I have had a few episodes of "the lights just turning off" and completely falling over out of the blue with no or only a few seconds warning.
I believe that is because of the massive spinal cord compression I have in the cervical region, which is so sever, my neurologist and neurosurgeon are in shock that I even walk at all, and most of the time I grin and bare the pain and walk quite well, and that may just be when my stubbornness so innate has become an attribute for determination.
I may not be pleasant at times, as anger creeps in with pain as well as episodes of depression and self loathing, and I am only able to do limited things compared to my once extremely busy and active lifestyle.

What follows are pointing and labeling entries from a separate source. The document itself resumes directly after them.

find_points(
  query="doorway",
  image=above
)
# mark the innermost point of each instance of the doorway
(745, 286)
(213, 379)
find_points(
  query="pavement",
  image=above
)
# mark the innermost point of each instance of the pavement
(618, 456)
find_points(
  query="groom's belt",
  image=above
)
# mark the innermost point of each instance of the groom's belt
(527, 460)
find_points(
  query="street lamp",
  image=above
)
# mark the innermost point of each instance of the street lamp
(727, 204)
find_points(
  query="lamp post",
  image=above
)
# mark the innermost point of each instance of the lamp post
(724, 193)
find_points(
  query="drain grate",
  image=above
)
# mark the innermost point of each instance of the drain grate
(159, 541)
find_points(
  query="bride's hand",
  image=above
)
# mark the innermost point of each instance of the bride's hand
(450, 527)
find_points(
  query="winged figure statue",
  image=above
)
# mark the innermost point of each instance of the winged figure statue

I am often extremely excitable when I feel great on a rare occasion, and that too pushes people further away.
Balance in life, balance in walking, and balance in spirits and mind are difficult, but learning coping mechanisms and listening to friends who care, even when I get mad and take comments too personal, are assets that can bring further progress when perceived and analyzed more properly and used as a catalyst to personal growth and aging more gracefully, accepting my own personal shortcomings, whatever it is they may be at a given moment.

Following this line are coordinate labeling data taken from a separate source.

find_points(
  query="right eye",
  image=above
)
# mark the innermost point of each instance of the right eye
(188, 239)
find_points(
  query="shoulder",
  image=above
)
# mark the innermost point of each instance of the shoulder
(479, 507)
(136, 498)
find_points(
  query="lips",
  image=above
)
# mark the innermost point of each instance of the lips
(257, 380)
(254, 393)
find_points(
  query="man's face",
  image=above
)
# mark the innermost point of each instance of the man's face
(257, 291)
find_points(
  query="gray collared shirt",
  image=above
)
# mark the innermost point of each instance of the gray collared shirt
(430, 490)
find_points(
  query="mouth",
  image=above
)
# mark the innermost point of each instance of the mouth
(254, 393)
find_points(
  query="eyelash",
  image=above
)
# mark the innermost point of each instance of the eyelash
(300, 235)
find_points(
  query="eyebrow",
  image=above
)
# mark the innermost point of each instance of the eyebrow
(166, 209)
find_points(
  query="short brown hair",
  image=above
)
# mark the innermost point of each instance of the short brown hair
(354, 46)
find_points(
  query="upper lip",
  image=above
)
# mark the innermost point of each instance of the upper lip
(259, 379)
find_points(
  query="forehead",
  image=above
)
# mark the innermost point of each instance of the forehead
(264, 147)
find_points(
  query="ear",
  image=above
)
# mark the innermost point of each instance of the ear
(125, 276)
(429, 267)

The excitement is just an expression of my desire to feel perfect all the time and the over exuberance is not me trying to push people away.
It is something I am working hard on so that I may become more even keeled in emotion and personality, mentality, etc, but a great day being rare, well it is just hard to cool the jets sometimes when you have been use to high speed for so long, which seemed to come to an abrupt stop so quick.
Change can be difficult, but I prefer to accept it and move forward, and be less a nuisance to me and others.
At times I am a loner, not because it is my nature, but because I need to collect my thoughts, I need to rest, i need to heal, and often my friends do not understand that, and I hope they never shall learn what it truly means to know the way I have felt in such severe pain.
I have also found ways to maximize my downtime, often writing, playing guitar, composing and recording music, and changing my life doing my best to reinvent myself as the years are passing seemingly more quickly with the end more apparent in many ways.
That is not too be taken in a negative meaning, just a fact that with each day that passes, less will come for my future, as we all experience.
Time becomes a different proponent and component in life when I realize these multi-faceted introspective perceptions, and that helps me evolve, accept and further heal.
If I disappear for a while, it is because I need too, and is not a personal attack towards anyone, it is simply time I need for healing.
I will never get cervical fusion if I am not strong enough.
Walking, hiking, diet, and healing, doing push-ups, sit ups, yoga, meditation, and research are all things I have to center myself around to maintain any quality of life.
At times, that leave little or no room for anyone else.
Just a simple mere fact, not a complaint.
Life is great, no matter the outlook long and short term, for when so many doors have closed, many more, and better ones, have always opened when well sought.